Given each of these observations, an appropriate time to initiate combination OCs in non-nursing women is on the first Sunday after the infant is 2 weeks old, notes Kaunitz. This avoids starting the OCs immediately postpartum during the period of greatest puerperal hypercoagulability and ensures effective ovulation suppression before any possibility that ovulation has occurred.
At the University Medical Center in Jackson ville, FL, providers have moved routine postpartum visits, including cesarean and postpartum tubal sterilization wound checks, to three weeks postpartum rather than the traditional six-week visit, Kaunitz reports.
At three weeks postpartum, women can arrange to begin OCs, depot medroxyprogesterone acetate injections, Norplant implants, or intrauterine devices before there is any chance they may have conceived, he notes.
Which pill for nausea?
What is your next move when a patient says she has used pills in the past and can’t remember which brand but knows she had problems with nausea?
More than 40% of the CTU Contraception Survey respondents say they prescribe a 20 mcg pill for these patients. Providers pick Alesse, a 100 mcg levonorgestrel/20 mcg ethinyl estradiol OC manufactured by Wyeth-Ayerst Laboratories of Philadelphia, as their first- and second-choice pill in this category. (See charts, p. 104.)
Ortho Tri-Cyclen, a 35-mcg triphasic pill from Ortho-McNeil Pharmaceuticals of Raritan, NJ, fell from first to second place in the first-choice category, while Loestrin, a pill manufactured in both 20 and 30 mcg strengths from Parke-Davis of Morris Plains, NJ, rose to second place in the second-choice category.

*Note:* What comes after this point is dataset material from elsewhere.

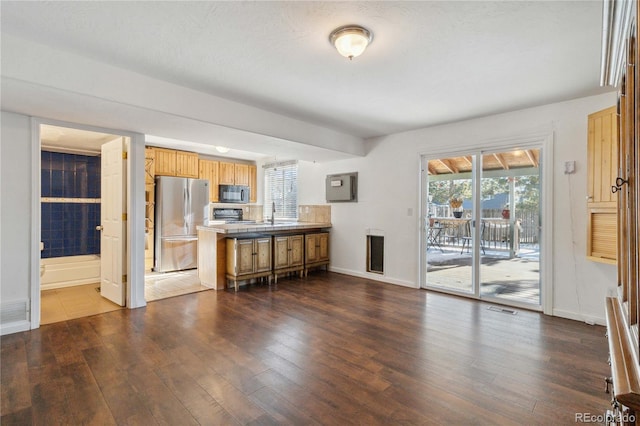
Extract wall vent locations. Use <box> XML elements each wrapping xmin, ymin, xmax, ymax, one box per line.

"Nausea from OCs is usually related to estrogen dosage," notes Jonathan Weiner, MD, an OB/GYN in private practice in Fresno, CA, commenting on his choice of OC. "Alesse is a low-dose estrogen formulation."
Reference
1. Technical Guidance/Competence Working Group and World Health Organization/Family Planning and Population Unit. Family planning methods: New guidance. Population Reports. Series J, No. 44. Baltimore: Johns Hopkins School of Public Health, Population Information Program; October 1996.